Because, Jesus is the first in relationship to being the creator, and he is second only in how we talk about the Trinity.
God Bless
The definitions from Strongs #4314 (per the link I shared with you) show that what you are doing is finding a shade of meaning within the many slightly different ways the word can be used. I can just as easily find a meaning that clearly doesn't refer to another person. For example, Mark 14:54 says Peter "warmed himself PROS the fire". Is the fire Peter warmed himself by another person face to face with Peter? Of course not. Another example that is very helpful is 1 JOHN 1:2. The same sentence structure is used by John as in John 1:1 to say that "eternal life was PROS the Father". Is "eternal life" yet another person in the Godhead? Of course not.
Was eternal life another person face to face with the Father? If so, was the Father then without his own "eternal life" but dependent on this other person called "eternal life" to have life? Or, did the Father have his own eternal life and then there was another person called eternal life that had it too? If the Father had his own eternal life in addition to the person face to face with him called eternal life, could it be said that the Father's own eternal life was with him or are you saying that PROS must refer to at least one other person?
However, wouldn't it be more straightforward to understand that "eternal life" in 1 John 1:2 was just a functional distinction to show that God was giving forth and expressing his life to us? Here again, as in John 1:1, we understand that the transcendent Father makes Himself known by self revelation and shares His life with us?

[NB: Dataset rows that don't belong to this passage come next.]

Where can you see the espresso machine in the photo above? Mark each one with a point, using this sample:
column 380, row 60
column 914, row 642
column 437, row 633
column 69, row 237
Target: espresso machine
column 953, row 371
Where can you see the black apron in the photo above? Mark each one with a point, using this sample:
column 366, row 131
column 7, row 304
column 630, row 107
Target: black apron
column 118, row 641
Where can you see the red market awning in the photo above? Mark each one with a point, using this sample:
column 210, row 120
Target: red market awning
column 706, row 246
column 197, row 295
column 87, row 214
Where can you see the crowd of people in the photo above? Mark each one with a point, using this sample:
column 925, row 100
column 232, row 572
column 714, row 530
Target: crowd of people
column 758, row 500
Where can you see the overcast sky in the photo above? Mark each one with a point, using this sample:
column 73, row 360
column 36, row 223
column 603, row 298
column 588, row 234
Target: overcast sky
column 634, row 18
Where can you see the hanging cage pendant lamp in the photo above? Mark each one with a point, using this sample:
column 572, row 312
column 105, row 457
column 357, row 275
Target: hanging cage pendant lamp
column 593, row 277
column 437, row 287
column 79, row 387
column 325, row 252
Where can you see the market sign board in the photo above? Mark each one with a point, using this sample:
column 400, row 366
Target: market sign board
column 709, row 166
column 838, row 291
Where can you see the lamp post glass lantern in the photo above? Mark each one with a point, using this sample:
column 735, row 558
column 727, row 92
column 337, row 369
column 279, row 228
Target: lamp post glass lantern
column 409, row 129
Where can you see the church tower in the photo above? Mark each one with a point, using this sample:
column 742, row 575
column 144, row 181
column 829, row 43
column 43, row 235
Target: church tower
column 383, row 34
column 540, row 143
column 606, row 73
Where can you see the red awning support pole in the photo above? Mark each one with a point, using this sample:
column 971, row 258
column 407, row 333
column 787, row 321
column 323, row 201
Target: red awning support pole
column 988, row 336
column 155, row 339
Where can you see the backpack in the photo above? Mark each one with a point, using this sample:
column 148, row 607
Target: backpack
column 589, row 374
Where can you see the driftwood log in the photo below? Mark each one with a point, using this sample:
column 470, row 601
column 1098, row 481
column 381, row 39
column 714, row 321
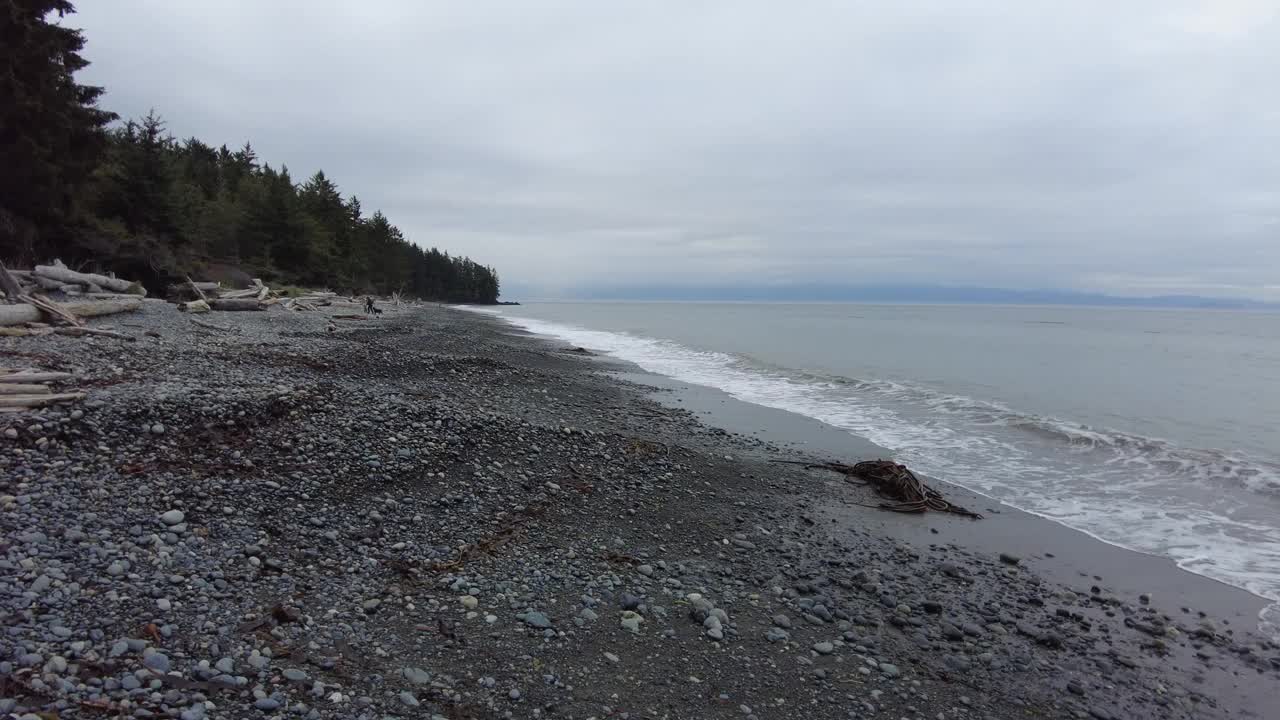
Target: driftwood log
column 237, row 305
column 19, row 314
column 39, row 400
column 22, row 388
column 97, row 332
column 895, row 482
column 35, row 377
column 68, row 276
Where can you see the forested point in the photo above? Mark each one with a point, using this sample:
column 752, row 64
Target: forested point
column 129, row 197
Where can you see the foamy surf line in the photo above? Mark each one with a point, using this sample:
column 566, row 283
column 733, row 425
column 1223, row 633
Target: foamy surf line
column 1239, row 554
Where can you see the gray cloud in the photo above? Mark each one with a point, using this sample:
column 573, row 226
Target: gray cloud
column 1118, row 146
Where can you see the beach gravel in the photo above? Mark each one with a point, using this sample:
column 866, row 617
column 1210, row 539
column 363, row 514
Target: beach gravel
column 433, row 515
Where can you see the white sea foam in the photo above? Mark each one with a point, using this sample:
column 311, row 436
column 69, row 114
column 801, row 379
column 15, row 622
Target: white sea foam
column 1093, row 479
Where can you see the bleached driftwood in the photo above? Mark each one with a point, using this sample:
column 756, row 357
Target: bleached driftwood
column 238, row 294
column 51, row 309
column 24, row 332
column 19, row 314
column 97, row 332
column 39, row 400
column 35, row 377
column 68, row 276
column 236, row 305
column 22, row 388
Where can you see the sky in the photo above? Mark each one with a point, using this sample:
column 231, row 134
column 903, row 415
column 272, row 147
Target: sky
column 1124, row 146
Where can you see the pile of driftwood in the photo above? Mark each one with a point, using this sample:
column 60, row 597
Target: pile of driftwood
column 897, row 483
column 202, row 297
column 28, row 311
column 24, row 388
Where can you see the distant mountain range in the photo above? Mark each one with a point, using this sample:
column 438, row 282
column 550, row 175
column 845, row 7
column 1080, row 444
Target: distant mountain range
column 918, row 294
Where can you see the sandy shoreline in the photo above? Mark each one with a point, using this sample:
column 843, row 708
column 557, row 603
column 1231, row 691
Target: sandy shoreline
column 1056, row 552
column 433, row 515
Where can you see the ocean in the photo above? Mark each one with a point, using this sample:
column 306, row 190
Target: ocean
column 1157, row 431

I've said it a hundred times if not more... we can distinguish between you and your word but your word is not another person than you. Your "life" is not another person than you. Using the word "person" creates and implies way too much distinction. I've never said, no distinction but I've been consistent when explaining that the distinction is not that of two persons.
---
Jesus is "THE First" without any qualifications that this means such and such with a narrow context of creator. That the Godhead is in Jesus bodily and He is the First doesn't fit with the Trinty of Jesus in the Godhead and the 2nd person distinct from the 1st person they call the Father. Square peg/round hole.